فهب لي توبة واغفر ذنوبي           فإنك غافر الذنب العظيم
      ف Fa (maka, bisa juga lalu, atau kemudian). Ini merupakan sebuah kata sambung untuk memberikan jawaban dari sebuah sayarat. Syarat yang dimaksud adalah ungkapan pada bait pertama. هب Hab ( berilah ) merupakan bentuk kata perintah atau permintaan, dalam hal ini karena ditujukkan kepada dzat yang lebih tinggi derajatnya maka disebut sebagai doa. لي  Li ( untukku ), untuk aku. توبة Taubatan ( taubat ), inilah bentuk jawaban dari syarat di atas. و Wa ( dan ) kata sambung. اغفر Ighfir ( ampunilah) ungkapan permintaan yang kedua setelah hab. ذنوبي Dzunuubii ( dosa-dosaku )  bentuk permintaan dari kata ighfir.  Aku mengungkapkan dua permintaan kepada Tuhannya yaitu taubat dan ampunan.

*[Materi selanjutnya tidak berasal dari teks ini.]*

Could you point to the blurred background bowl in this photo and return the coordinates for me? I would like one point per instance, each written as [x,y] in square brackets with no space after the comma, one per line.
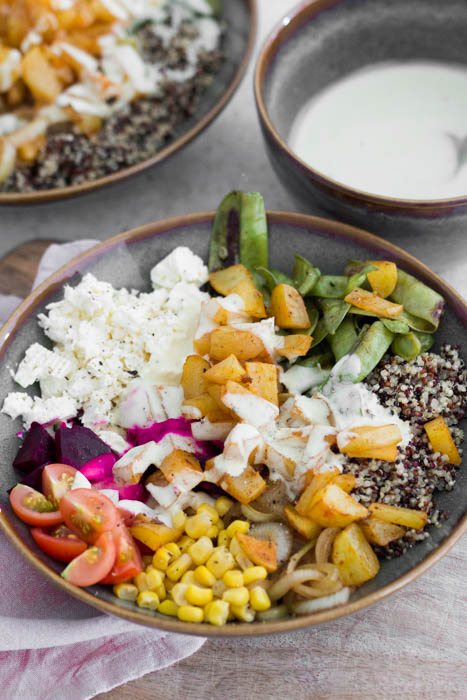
[322,41]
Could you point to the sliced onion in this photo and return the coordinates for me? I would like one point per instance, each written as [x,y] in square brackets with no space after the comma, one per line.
[324,544]
[304,607]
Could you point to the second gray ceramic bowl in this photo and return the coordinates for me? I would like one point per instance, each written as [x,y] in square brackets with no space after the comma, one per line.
[322,41]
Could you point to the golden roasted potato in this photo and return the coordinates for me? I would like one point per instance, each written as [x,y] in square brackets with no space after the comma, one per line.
[288,308]
[377,531]
[354,557]
[194,381]
[407,517]
[333,507]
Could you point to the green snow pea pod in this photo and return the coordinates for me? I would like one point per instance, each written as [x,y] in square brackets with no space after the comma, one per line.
[305,275]
[418,300]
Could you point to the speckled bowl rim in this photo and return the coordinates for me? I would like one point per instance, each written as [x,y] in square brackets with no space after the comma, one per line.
[286,29]
[328,228]
[45,196]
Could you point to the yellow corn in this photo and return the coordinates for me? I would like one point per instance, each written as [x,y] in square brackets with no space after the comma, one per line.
[179,520]
[223,505]
[216,613]
[126,591]
[238,526]
[259,599]
[201,550]
[179,566]
[236,596]
[254,573]
[168,607]
[190,613]
[233,579]
[212,512]
[220,561]
[204,577]
[198,596]
[197,525]
[148,600]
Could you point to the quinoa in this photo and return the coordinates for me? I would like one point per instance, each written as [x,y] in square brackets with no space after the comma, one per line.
[136,132]
[431,385]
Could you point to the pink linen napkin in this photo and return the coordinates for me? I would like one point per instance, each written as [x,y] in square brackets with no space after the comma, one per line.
[52,645]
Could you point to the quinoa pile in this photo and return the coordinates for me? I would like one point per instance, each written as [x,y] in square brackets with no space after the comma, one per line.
[131,135]
[431,385]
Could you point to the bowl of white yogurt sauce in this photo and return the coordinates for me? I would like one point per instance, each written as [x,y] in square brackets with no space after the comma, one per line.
[363,108]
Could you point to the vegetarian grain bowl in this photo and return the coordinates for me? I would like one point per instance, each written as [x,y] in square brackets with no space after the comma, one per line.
[238,445]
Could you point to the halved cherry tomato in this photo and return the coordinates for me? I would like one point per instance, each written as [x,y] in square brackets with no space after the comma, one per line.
[128,562]
[33,508]
[57,480]
[88,513]
[94,564]
[59,542]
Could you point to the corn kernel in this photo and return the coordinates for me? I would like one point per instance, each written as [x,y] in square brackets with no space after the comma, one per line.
[244,613]
[233,579]
[238,526]
[126,591]
[216,613]
[201,550]
[190,613]
[197,525]
[204,577]
[254,573]
[184,543]
[148,600]
[223,540]
[212,512]
[223,505]
[178,593]
[179,520]
[237,596]
[220,561]
[168,607]
[259,599]
[198,596]
[179,566]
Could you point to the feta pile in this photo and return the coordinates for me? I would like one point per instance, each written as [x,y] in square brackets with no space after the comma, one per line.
[104,338]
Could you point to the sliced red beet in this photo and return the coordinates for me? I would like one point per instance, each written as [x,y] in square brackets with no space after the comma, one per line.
[37,449]
[78,445]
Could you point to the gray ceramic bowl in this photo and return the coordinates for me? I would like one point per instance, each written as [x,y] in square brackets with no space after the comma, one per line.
[126,261]
[322,41]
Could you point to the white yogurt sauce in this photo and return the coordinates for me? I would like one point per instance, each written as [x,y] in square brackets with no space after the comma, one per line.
[392,129]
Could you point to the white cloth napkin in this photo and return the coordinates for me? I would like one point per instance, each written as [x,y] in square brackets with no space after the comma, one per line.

      ف Fa ( maka) merupakan kata sambung yang kedua untuk memberikan sebuah jawaban dari sayarat yang pertama ( bait pertama ). إنك Innaka (sesungguhnya Engkau) yang dimaksud adalah Tuhannya penyar. غافر Ghaafirun (pemberi ampunan) kata tersebut berbentuk tunggal yang mengindikasikan bahwa hanya Dialah satu-satun-Nya. Ghaafirun ini disambung dengan kata الذنب adz-dzanbu ( dosa ) sehingga menjadi sebuah kesatuan kata yang dalam kaidah bahasa Arabnya disebut idlafah. Adz-dzambu sebagai mudlaf dan ghaafir menjadi mudlaf ilaih. العظيم Al-‘adziimi ( yang besar, yang agung ) merupakan keterangan atau sifat dari adz-dzambu.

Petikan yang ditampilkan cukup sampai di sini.